Long before sickly "Godzilla" was pulled from the chilly waters of Prospect Park Lake on Sunday, alligators have lurked among us.

Alligators are not native to New York City and, according to the National Wildlife Federation, their habitat only extends as far North as North Carolina.

But Michael Miscione, the former Manhattan Borough Historian, says alligators have turned up in the city since at least 1815, when a hunter found an alligator in Newtown Creek.

“There have been alligator encounters all through the centuries,” he said.

An alligator that took Gotham by storm, Miscione said, was the one found by a group of boys in an East Harlem sewer back in February 1935, an event chronicled in the New York Times and several others newspapers.

“Some boys were shoveling snow into a sewer grate,” Miscione said. “They noticed a movement below, and peered in, and basically they saw a live alligator. He wasn't very energetic, but he was alive.”

Miscione said the boys tried to capture the alligator. “They lassoed it with some clothes line, dragged it to the street,” he said. Then, when the alligator snapped at them, they clobbered it with their snow shovels.

“This does not have a happy ending, they basically beat the alligator to death,” he said.

But as long as you keep feeding it, an alligator gets bigger and bigger regardless of its enclosure. And so ... if your alligator is too big, what are you gonna do with it? If you're not sensible, you'll just dump it in the river or dump it down the sewer.
Michael Miscione, the former Manhattan Borough Historian

But the East Harlem alligator lived on in urban lore: “When I was growing up we were told by adults that there are alligators in the New York City sewer system,” Miscione said. “I call it New York's greatest true-ish urban legend because the sewer system is not, and was not populated with colonies of alligators, but there was this one episode where one singular alligator was discovered down there.”

It isn’t clear how the 4-foot-long Godzilla, as he was named by his rescuers, landed in Brooklyn on Sunday.

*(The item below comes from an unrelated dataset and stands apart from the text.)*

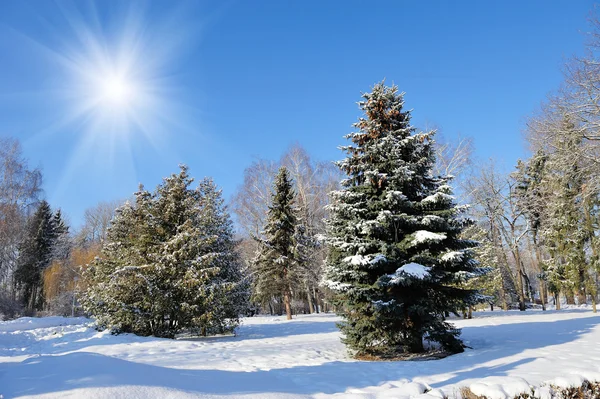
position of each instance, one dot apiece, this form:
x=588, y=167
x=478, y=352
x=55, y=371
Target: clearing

It “very lethargic” and “probably cold shocked,” as Dan Kastanis, NYC parks senior press officer, described his condition in a statement.

No one had taken credit for abandoning the creature, which was hauled from a lake.

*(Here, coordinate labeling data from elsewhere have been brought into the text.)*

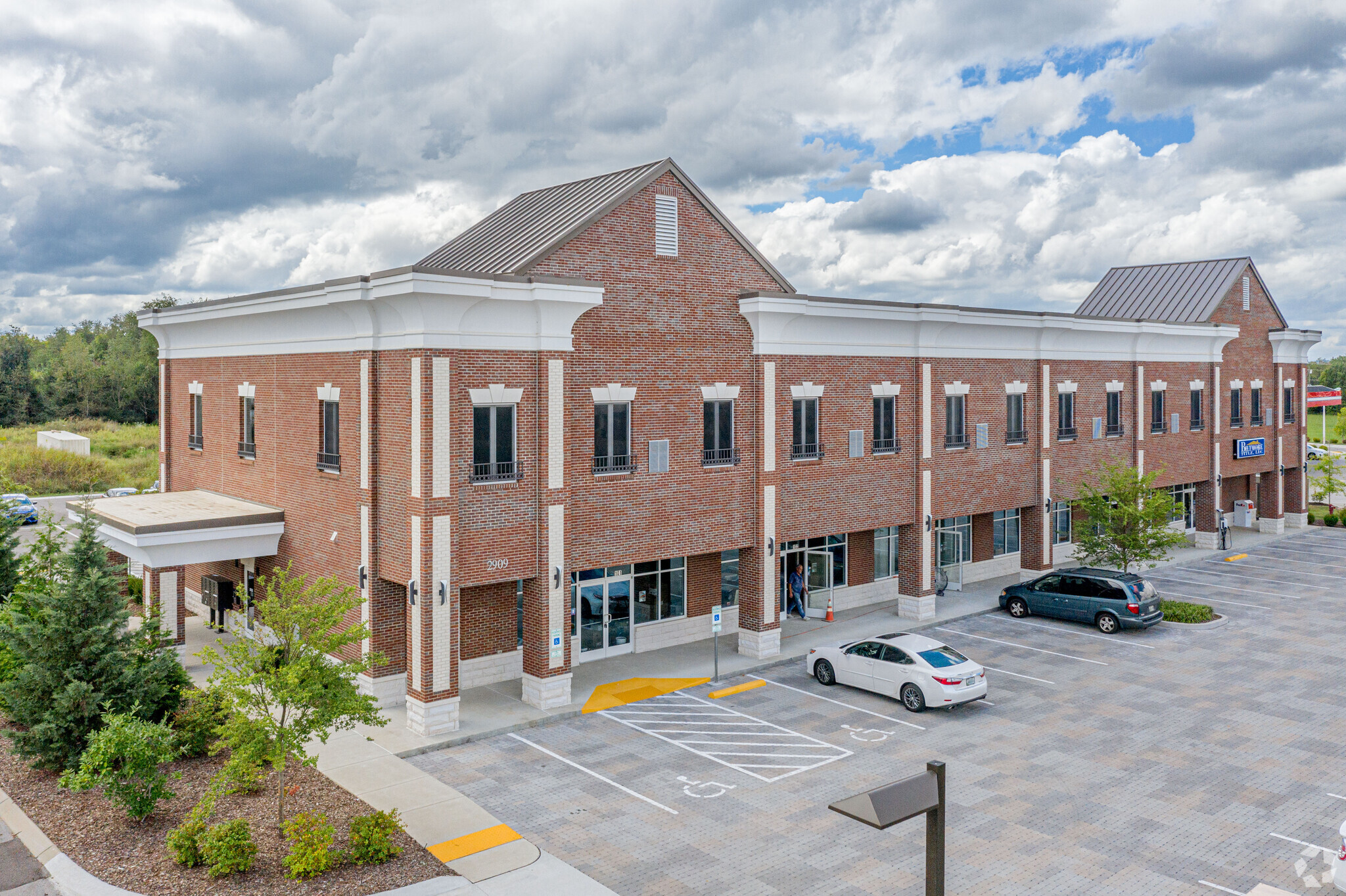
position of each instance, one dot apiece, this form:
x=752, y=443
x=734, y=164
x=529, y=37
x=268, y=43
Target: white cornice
x=808, y=326
x=402, y=309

Miscione said he uncovered a “rash” of alligator incidents in the 1930s, which he believes may have been the result of mail orders. “You could buy via mail order a baby alligator from an alligator farm down south or in California,” he said. “They cost about $1.50 And there are advertisements for these, these mail-away baby alligators in all sorts of magazines … in the ‘30s.”

Not like a goldfish

The problem, Miscione said, is that many buyers didn’t understand what they were getting into, noting that an alligator is not like a goldfish.

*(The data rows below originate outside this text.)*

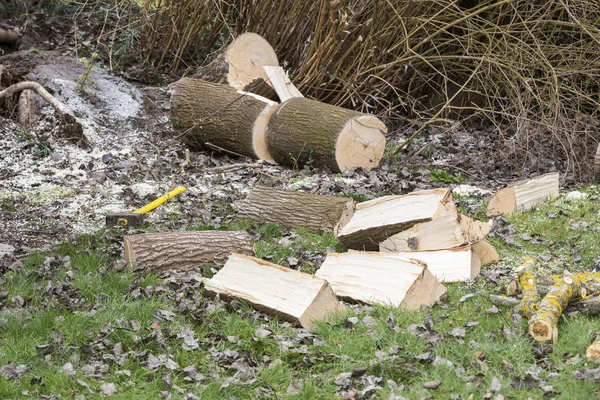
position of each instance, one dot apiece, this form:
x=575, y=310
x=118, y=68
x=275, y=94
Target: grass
x=96, y=299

“Where if you keep a goldfish in a small bowl, it'll stay small,” he said. “But as long as you keep feeding it, an alligator gets bigger and bigger regardless of its enclosure. And so ... if your alligator is too big, what are you gonna do with it? If you're not sensible, you'll just dump it in the river or dump it down the sewer.”

An alligator also had a supporting role in a larger drama that also starred a 435-pound tiger kept by a construction worker in his Harlem apartment back in 2003.

Antoine Yates, and his pet tiger Ming, also shared their apartment with an alligator named Al. Yates, who came to be known as New York City’s Tiger Man, had apparently brought the tiger cub home when it was just 3 months old and bottle fed it before it grew so much that it consumed 20 pounds of chicken thighs a day.

According to the New York Times, Yates was arrested and served a brief time in jail, while the tiger and alligator were relocated to a sanctuary in Ohio.

Other animals have turned up turn in unexpected places in New York City.

A city Parks and Recreation Department site takes note of a herd of guinea pigs freed in Central Park in 1998 – 43 all told – by an owner who had recently been evicted from his apartment.

In 2004, a white Bengal tiger briefly eluded his handlers while performing with the Cole Brothers Circus in Forest Park. It first gave picnickers a charge and then took to the Jackie Robinson Parkway, before being coaxed back into his cage.

There also was the 2-foot crocodile spotted in Central Park – Daimon The Caimon – in 2001. In 2012, a haul from a Brooklyn apartment included five pythons, two alligators, two bearded dragons and a scorpion.

And back in Manhattan, more than one chimpanzee has lived in an apartment, rather than a zoo. In 2021, an 80-pound cougar was removed from an apartment.

Godzilla had been relocated to the Bronx Zoo, where, authorities said, it was being evaluated. A spokesperson for the city’s parks department warned that releasing animals into city parks is illegal.

“Parks are not suitable homes for animals not indigenous to those parks—domesticated or otherwise,” said Kastanis from NYC Parks.